2.03.2010

Bersikap Sebagai Entrepreneur


"Bagaimana sebaiknya sikap yang diambil oleh entrepreneur, apabila kegiatan bisnisnya terkena dampak krisis ekonomi?"


Sebagai pemimpin perusahaan dalam menghadapi masalah ini, saya kira kita harus menjadi entrepreneur sejati yang emosinya cerdas. Entrepreneur yang saya maksud disini adalah entrepreneur yang tidak mudah panik, sebab jika panik, justru mengakibatkan sesuatu yang lebih parah lagi. Misalnya, kalau pimpinannya panik, maka karyawannya pun akan ikut panik. Ibarat sebuah bandul, jika titik pusat bandul itu bergerak, maka bola yang ada di bawahnya akan ikut bergerak lebih lebar.

Berpikir optimis bagi seorang entrepreneur dalam menghadapi krisis adalah seperti seorang akrobatik yang tengah meniti tambang. Saya kira, kita pun bisa sebagaimana seorang pesulap yang melepaskan diri dari ikatan. Dalam kaitan ini, saya juga berpendapat dengan entrepreneur dari Paman Sam, Don L. Gevirts, bahwa entrepreneur itu
harus secara terus menerus dapat melihat peluang yang tidak dapat dilihat oleh orang lain, tidak pernah merasa puas, dan bisa mengeksploitasi sekecil apapun perubahan yang ada.

Sebagai seorang entrepreneur, saya sendiri lebih memandang krisis ekonomi bukan sebagai krisis, tetapi sebaliknya saya memandangnya sebagai sebuah siklus.Mengapa? Ibarat sebagai sebuah roda, sekali waktu tiba di bawah, dan suatu saat akan tiba di atas.

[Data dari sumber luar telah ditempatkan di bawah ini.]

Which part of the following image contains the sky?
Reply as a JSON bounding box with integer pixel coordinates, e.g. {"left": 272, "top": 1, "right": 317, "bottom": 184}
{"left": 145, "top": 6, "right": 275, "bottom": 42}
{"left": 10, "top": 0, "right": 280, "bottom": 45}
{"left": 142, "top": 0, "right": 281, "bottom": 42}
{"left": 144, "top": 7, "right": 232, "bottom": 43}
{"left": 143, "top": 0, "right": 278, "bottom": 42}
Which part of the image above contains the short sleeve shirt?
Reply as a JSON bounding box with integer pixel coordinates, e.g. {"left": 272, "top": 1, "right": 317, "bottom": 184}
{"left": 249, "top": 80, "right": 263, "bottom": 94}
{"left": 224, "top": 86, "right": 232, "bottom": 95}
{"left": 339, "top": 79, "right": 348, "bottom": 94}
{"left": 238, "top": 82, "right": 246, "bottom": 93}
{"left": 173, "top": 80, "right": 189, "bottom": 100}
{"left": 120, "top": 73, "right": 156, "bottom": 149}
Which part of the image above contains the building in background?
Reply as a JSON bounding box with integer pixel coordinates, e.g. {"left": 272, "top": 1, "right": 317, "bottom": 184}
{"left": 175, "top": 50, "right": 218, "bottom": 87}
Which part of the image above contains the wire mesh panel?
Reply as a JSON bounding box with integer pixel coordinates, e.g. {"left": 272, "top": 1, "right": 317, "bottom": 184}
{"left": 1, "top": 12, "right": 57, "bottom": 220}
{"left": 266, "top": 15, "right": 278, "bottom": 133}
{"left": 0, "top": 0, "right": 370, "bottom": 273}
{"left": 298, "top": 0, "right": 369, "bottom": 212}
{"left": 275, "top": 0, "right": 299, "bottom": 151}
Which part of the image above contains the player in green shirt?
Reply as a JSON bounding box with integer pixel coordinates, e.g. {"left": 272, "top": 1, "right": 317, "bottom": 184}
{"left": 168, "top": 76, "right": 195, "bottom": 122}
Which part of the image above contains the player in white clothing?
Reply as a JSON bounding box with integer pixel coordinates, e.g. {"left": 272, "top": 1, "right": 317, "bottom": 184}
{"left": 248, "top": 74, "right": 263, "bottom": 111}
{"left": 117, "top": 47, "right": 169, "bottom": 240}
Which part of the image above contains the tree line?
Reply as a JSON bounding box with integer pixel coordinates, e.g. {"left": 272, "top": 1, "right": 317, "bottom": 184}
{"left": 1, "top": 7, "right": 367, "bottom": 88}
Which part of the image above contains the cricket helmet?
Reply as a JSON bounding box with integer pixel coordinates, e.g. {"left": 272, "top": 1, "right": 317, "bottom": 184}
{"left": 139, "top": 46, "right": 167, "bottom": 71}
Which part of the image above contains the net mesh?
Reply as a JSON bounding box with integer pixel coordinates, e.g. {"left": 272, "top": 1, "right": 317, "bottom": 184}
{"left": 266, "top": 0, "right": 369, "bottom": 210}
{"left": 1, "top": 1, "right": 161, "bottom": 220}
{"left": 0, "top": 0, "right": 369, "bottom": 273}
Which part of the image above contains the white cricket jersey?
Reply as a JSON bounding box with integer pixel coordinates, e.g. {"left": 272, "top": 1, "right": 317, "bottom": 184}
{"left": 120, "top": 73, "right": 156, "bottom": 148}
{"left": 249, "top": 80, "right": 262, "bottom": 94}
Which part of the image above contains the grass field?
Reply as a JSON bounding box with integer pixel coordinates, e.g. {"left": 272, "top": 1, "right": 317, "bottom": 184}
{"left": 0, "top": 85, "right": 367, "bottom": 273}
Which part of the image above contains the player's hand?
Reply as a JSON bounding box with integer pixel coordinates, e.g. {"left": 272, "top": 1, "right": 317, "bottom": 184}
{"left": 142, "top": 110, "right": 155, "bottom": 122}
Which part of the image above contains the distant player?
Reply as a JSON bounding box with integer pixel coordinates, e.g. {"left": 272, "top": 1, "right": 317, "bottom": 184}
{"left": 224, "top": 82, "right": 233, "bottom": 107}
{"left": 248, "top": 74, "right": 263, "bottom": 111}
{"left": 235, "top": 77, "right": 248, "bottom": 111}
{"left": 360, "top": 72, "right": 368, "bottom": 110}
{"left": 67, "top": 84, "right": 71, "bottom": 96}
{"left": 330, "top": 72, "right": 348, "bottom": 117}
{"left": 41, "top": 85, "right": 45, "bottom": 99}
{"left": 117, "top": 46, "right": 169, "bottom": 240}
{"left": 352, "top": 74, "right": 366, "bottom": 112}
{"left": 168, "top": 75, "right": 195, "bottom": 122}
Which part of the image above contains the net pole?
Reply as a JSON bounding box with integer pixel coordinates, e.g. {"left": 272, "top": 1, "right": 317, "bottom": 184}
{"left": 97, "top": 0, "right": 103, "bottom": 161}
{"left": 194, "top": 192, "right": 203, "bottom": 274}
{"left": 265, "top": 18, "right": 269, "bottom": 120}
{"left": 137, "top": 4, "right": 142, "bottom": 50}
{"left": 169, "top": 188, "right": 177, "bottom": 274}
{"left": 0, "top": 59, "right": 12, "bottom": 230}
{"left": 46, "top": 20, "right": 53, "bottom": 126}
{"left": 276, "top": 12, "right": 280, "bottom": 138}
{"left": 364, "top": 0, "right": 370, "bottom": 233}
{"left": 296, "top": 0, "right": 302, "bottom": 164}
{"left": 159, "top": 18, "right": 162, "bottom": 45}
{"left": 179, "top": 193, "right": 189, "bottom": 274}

Saya sendiri dapat merasakan, bahwa entrepreneur itu ibarat seorang kapten kesebelasan sepakbola, yang harus menjadi inspirator tim sekaligus playmaker yang handal.

Saya harus tahu, kapan harus menjemput bola, dan kapan harus melepas bola. Bahkan, saya pun harus tahu bagaimana cara memanfaatkan bola liar atau bola muntah di depan gawang. Oleh karena itu, saya menyadari bahwa saya harus mempunyai winning commitment atau komitmen untuk menang atau komitmen untuk berhasil secara tepat dan memadai. Dengan cara itu, saya tetap berpikir optimis dalam menerjuni bisnis. Saya tidak boleh mudah terkejut oleh kesulitan, bahkan dengan adanya kesulitan itu saya harus mencari semakin optimis untuk mencari pemecahannya dan semakin memupuk sifat ketabahan. Artinya dengan memiliki sifat tabah, kita akan tetap siap menghadapi segala kemungkinan, terutama ketika orang lain mengalami putus asa karena menghadapi krisis.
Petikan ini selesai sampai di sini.